Chronik

Von Radstadt bis Lofer: Dieser Jänner war ein Jahrhundertereignis

Es fiel nicht nur so viel Schnee wie selten zuvor: Auch in Sachen Niederschlag, Kälte und Lasten herrschte Ausnahmezustand - speziell in Salzburg.

In manchen Gegenden Salzburgs war dieser Jänner ein Jahrhundertereignis SN/robert ratzer
In manchen Gegenden Salzburgs war dieser Jänner ein Jahrhundertereignis

Jetzt ist es sozusagen amtlich: Ein solches Winterereignis wie in diesem Jänner gibt es nur alle 100 Jahre. In Fieberbrunn, dessen Messwerte für die Region Leogang, Maria Alm und Dienten repräsentativ sind, betrug die Neuschneemenge von 1. bis 15. Jänner gigantische 4,5 Meter - das ist absoluter Rekord.

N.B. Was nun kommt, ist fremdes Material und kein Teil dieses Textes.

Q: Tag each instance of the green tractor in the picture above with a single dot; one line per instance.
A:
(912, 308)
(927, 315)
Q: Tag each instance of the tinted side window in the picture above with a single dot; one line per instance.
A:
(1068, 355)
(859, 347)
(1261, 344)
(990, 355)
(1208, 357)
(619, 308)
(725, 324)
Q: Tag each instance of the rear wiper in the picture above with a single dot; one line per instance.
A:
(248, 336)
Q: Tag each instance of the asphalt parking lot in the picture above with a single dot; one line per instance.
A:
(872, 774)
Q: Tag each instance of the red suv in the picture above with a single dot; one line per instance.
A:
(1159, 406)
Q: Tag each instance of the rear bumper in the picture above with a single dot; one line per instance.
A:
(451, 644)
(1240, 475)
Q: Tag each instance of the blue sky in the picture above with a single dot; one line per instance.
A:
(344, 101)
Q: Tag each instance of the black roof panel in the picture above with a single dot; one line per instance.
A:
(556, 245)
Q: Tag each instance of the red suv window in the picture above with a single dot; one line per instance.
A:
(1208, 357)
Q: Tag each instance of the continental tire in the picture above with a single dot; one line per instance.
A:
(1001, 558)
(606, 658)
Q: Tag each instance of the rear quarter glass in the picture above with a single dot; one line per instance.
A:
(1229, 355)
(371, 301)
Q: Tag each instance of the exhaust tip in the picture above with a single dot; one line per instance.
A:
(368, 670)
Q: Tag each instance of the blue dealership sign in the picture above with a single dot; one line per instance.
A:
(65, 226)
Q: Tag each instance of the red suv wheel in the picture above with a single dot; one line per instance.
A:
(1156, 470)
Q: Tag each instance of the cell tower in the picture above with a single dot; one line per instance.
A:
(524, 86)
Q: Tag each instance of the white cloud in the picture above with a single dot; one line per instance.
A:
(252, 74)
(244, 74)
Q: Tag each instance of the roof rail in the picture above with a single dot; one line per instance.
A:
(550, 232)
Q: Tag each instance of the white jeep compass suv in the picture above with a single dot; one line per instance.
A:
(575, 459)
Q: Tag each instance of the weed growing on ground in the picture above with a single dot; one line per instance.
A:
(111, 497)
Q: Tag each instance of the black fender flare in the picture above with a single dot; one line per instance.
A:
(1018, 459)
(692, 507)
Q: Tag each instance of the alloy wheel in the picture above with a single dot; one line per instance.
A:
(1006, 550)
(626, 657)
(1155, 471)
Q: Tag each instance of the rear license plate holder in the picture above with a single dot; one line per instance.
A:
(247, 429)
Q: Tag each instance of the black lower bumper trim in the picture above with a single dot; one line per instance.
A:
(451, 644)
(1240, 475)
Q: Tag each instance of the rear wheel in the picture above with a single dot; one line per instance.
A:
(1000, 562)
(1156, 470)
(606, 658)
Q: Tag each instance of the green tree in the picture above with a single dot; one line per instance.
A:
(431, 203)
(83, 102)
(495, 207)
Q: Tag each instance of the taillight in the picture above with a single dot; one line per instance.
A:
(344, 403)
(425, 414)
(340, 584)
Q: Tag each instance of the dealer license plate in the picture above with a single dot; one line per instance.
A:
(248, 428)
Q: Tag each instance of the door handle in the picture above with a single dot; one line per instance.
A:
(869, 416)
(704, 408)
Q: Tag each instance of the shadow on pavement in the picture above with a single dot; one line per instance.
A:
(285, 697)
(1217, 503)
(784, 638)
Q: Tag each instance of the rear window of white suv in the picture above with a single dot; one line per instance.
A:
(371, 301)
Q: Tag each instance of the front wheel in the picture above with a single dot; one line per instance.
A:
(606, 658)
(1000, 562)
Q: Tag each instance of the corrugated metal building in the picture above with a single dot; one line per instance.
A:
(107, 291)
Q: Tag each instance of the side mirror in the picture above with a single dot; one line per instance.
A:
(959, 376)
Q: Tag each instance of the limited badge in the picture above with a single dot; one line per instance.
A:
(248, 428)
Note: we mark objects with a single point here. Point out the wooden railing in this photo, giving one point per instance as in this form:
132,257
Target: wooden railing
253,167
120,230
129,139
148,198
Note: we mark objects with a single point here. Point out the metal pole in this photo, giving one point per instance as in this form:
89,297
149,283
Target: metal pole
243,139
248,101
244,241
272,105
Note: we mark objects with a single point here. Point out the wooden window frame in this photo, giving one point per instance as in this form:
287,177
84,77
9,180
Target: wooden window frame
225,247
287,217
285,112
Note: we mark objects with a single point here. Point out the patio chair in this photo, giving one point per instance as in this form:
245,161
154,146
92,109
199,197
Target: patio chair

Aber auch die Schneemengen in Lofer (2,6 Meter) und in Abtenau (2,4 Meter) fallen in die Kategorie Jahrhundertereignis. Speziell der Umstand, dass derart viel Schnee in so kurzer Zeit gefallen sei, mache den heurigen Jänner "außergewöhnlich, fast wild", sagt Bernhard Niedermoser, der Chef der Zentralanstalt für Meteorologie (ZAMG) in Salzburg.

Eine hartnäckige Nord- und Nordwestwetterlage führte speziell in Salzburg und Nordtirol zu diesem winterlichen Ausnahmeereignis, das die Meteorologen der ZAMG nun mit weiterem statistischen Material unterfütterten. So fiel in Salzburg im Flächenmittel in diesem Jänner um 150 Prozent mehr Niederschlag als sonst. Damit gehört das Gebiet von Vorarlberg bis Salzburg zu den zehn niederschlagsreichsten der vergangenen 160 Jahre.

Der - laut ZAMG - relativ nasseste Ort österreichweit kommt ebenfalls aus Salzburg, es ist St. Veit im Pongau mit 200 Millimetern Niederschlag. Das ist eine Abweichung vom Monatsmittel der Jahre 1981 bis 2010 um gleich 319 Prozent. Weshalb auch die Sonne in Salzburg um 50 bis 65 Prozent weniger schien als in einem durchschnittlichen Jänner.

Was manche überraschen wird: Dieser Jänner war auch in Sachen Kälte rekordträchtig. Österreichweit lagen die Temperaturen auf den Bergen und auch in vielen Tälern deutlich unter dem klimatologischen Mittel. Ähnlich kalt war es auf den Bergen in einem Jänner zuletzt 1987. Und auch den Kälterekord brach eine Salzburger Messstation - jene in Radstadt im Pongau, und das gleich zwei Mal (24. und 30. Jänner) mit jeweils minus 20,8 Grad.

Und noch ein Rekord: Die Kombination aus viel Schnee und Regen sorgte für extreme Lasten auf den Dächern. Was die ZAMG bis heute beschäftigt. Private wie Firmen brauchen für den Versicherungsfall Gutachten, die diesen außergewöhnlichen Jänner dokumentieren.